Brasília – Brazil’s current account transactions, which records foreign purchases of goods and services, registered a deficit of US$ 5.403 billion in April, informed the Central Bank of Brazil on Wednesday (24). This is the worst result ever recorded in the month. The value was little over the total expected by the Central Bank, which was US$ 5.2 billion. The deficit was also greater than that registered in April 2011 (US$ 3.598 billion).
From January to last month, the negative balance was US$ 17.490 billion, as against US$ 18.376 billion in the same period in 2011.
This calculation includes the trade balance, which had a surplus of US$ 882 million in April and US$ 3.319 billion in the first for months of the year.
Another figure is that for the service balance (international trips, transport, equipment rent and others), which recorded a deficit of US$ 3.236 billion last month and US$ 12.647 billion from January to April.
In the revenue account (transfer of profits and dividends, payment of interest and wages), there was a negative result of US$ 3.214 billion in April, and US$ 9.019 in the accumulated result for the year.
Unilateral current account transfers (donations and dollar transfers from the country to the foreign market, with no counterpart in goods and services) recorded a net inflow of US$ 165 million last month and of US$ 857 million from January to April.

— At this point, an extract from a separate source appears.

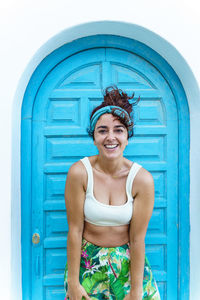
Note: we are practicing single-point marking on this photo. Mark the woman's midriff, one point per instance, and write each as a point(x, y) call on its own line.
point(106, 236)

When the country has a current account deficit, or spends more than it collects, it is necessary to finance this result with foreign investment or borrowing money abroad.
Foreign Direct Investment (FDI), turned to the productive sector of the economy, was US$ 4.669 billion last month. The result is below Central Bank projections, of US$ 5 billion. From January to April, FDI reached US$ 19.608 billion.